You are asked to solve the equation [tex]8 cos^{2} x-3cosx=0 [/tex]. I have chosen to use x instead of theta but the work is the same.
Notice that you have a quadratic equation set equal to 0. The expression at left can be factored. We do this as follows:
[tex]cosx(8cosx-3)=0[/tex]
You have a product (at left) that equals to zero so one or both of the terms equals zero. That is,
cosx=0 and/or [tex]8cosx-3=0[/tex]
To solve the first we are looking for an angle measure between 0 and 180 degrees door which the cos of that angle is 0. You can use your calculator and input [tex]cos ^{-1}0= [/tex] and will find the answer to be 90 degrees. You might also know this from the graph of the cosine function.

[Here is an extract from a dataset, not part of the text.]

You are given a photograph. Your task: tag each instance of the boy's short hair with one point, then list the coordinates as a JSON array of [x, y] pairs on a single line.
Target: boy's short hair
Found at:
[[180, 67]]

The second equation can be solved as follows:
[tex]8cosx-3=0[/tex]
[tex]cosx=3/8[/tex]
You are looking for an angle whose cosine is 3/8 and can use the cosine inverse function on your calculator. Input [tex] Cos^{-1}(3/8)= [/tex]. The answer will be extremely close to 68 degrees and is 68 degrees when rounded.
Thus the two solutions we are looking for are 90 degrees and 68 degrees.
Please note that for this to work your calculator needs to be in degrees (not radians) and that you can control this in the “mode”.